This book studies the proliferation of firearms in the Indian Ocean World during the ‘long’ 19th century, a phenomenon that historians have largely neglected. Emrys Chew studies this subject as part of the history of empires. Arms trade, the author is aware, has of course a long history, but only in the time-span under consideration here it became a global phenomenon. According to Chew, this global spread of small arms can be understood as a process of imperial expansion and ‘indigenous crisis’ (p. 3). The violence unleashed by the arms diffusion triggered arms controls – simultaneously creating patterns of imperial power control.
The main sources of this research are British and British Indian governmental files, contemporary newspapers and journals, and the Birmingham Proof House records. Chew organizes his vast field of study by distinguishing between a Western zone (chapter 3) and an Eastern zone (chapter 4) of the Indian Ocean; in both cases, he focuses on ‘European expansion’, ‘indigenous crisis and arming’, and ‘interlopers and intermediaries’. These chapters are preceded by a section on the ‘Arms Trade in the Metropolis’ (chapter 2), which in fact concentrates less on trade than on the small arms production in the UK, particularly in Birmingham. A short introduction and a first chapter present the topic, while a final chapter 5 (no conclusion has been included) discusses the impact of the expanding arms trade in the Indian Ocean World on imperial warfare in this region.
The first chapter includes a history of firearms technique. It emphasises that Europe became the centre of innovation during the 18th and 19th century while Asia was stagnating in terms of military technique. Whereas the Crimean War spurred the introduction of the rifled musket; major developments were the breech-loader (1850s to 1880s) and the magazine rifles until the introduction of the Maxim gun (1890s). For the slightly older or obsolete models a new market was found at the ‘periphery’.
Chapter 2 thoroughly analyses Birmingham’s small arms industry. Chew outlines its elastic character, the complex relationship between private and state-run industries, and the challenges posed on small producers by mass production of interchangeable parts. The Birmingham industry played indeed a major role as supplier of small arms to the ‘periphery’. Nevertheless, by the second half of the 19th century, its export to the ‘periphery’ – although still comprising an annual average of about 100-150,000 African trade muskets – was far outnumbered by Belgian competitors. Interestingly, the Birmingham and the Liège based gun-smiths also cooperated in their production for the foreign market.

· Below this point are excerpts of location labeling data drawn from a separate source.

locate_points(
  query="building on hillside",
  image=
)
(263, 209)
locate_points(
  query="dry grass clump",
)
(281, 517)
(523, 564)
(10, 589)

Surveying the Indian Ocean World as a whole for over more than thirteen decades, chapters 3 and 4 offer rather general accounts including selective examples. Concerning the ‘Western zone’, the author underlines the central position of Zanzibar and Muscat as nodes of the arms traffic. The immense diffusion of small arms in the 19th century led to a militarization of the geopolitical frontier and to spirals of violence. Attempts to control the diffusion of arms, such as in the case of the international blockade of the Swahili coast in 1888/89, only resulted in a shift of the porous arms frontier to the north, namely to the Arab peninsula and the Somali coast. Chew convincingly describes the implementation of arms control as an uneven process, “with metropolitan, colonial, local, and personal factors all influencing the pace and depth of enforcement.” (p. 117)
The marked increase of firearms in the Eastern zone of the Indian Ocean World commenced earlier than in the Western zone. At first, the principal gateway was the island-colony of Penang; then, Singapore became the centre of the arms trade network in the Eastern Archipelago. Benefiting from the geographical fragmentation of the area, piracy played a more important role here than in the Western zone. Both zones shared the fact that occasional restrictions of the arms traffic led to a geographical shift of it. Interestingly, even the Arab peninsula and the Persian Gulf could alternatively function as arms supplier of the Eastern part of the Indian Ocean.
Chew underlines the ambivalent character of firearms serving, on the one hand, as ‘tools’ of empire (p. 25) while, on the other hand, enabling resistance at the ‘periphery’. In the concluding chapter 5 he argues that it would be erroneous to reduce European imperial domination to the supremacy in armament. As Chew argues, firearms in the hand of ‘indigenous’ societies could indeed be powerful instruments fighting imperial rule.
Chew’s approach proofs particularly fruitful for the cases in which he points at similarities and differences between the Western and the Eastern zones of the Indian Ocean World. For instance, in both zones firearms “filled an important niche in the indigenous arsenal” (p. 193) and enabled “new patterns of indigenous state formation” (p. 6). At the same time, the study limits itself by hardly abandoning a narrative of British Empire history and by consulting almost exclusively British and British Indian files. Was the European metropole really always the centre of the processes considered here? In my opinion, the author’s own results – e.g. when he emphasises the role of Indian and Chinese trading and financing networks – even contradict this viewpoint. Such critical comments should, however, not diminish the contribution of this pioneering study that enriches our understanding of the Indian Ocean World and inspires further research on the history of arms trade.